One example was multihoming (having more than one ISP) serveral smart proposals were floated (anycast, nearcast etc) but they were killed by ISP's who protected a lucrative business.

If Ipv6 had made multi-ISP multihoming possible without all the trouble of BGP, business would have killed to get it back in the late 1990ies.

Cookies only disappear from the wire, they are trivial to simulate on your server (see my other reply here).

1 comments

"Ipv6 is Ipv4 with bigger addresses,"

Yeah, I used to think that, then I participated in some IPv6 conversions and watched some others. I don't think that any more. IPv6 may not be the Glorious Solution to All Network Problems Ever, but it's not just the obvious incremental improvement on IPv4 either. It's a new protocol.

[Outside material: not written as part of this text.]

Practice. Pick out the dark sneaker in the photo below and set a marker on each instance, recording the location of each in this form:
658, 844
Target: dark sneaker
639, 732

(I do sometimes wonder if an IPv4.1 that simply set a flag and used 8 bytes instead of 4 was proposed right now if it could still beat IPv6 out to the field even with IPv6's head start. Note, I'm not saying this would necessarily be a good idea, I just find myself wondering if IPv4.1 could still hypothetically beat IPv6 to deployment.)

What practical problems, aside from address range exhaustion, does it solve? I've read some technical articles about benefits of IPv6, but most of them keep returning to address size problem.
I think a big part of this is address range exhaustion is the root cause of many other problems. For example, IPv6 effectively obsoletes NAT, which removes all kinds of complexity from many protocols (off the top off my head: IPSec, many P2P protocols).

IPv6 also brings saner (IMO) protocol headers, and introduces a variety of other incrementally improved protocols (see ICMPv6, DHCPv6) that have been tweaked with the benefit of years of deployment experience.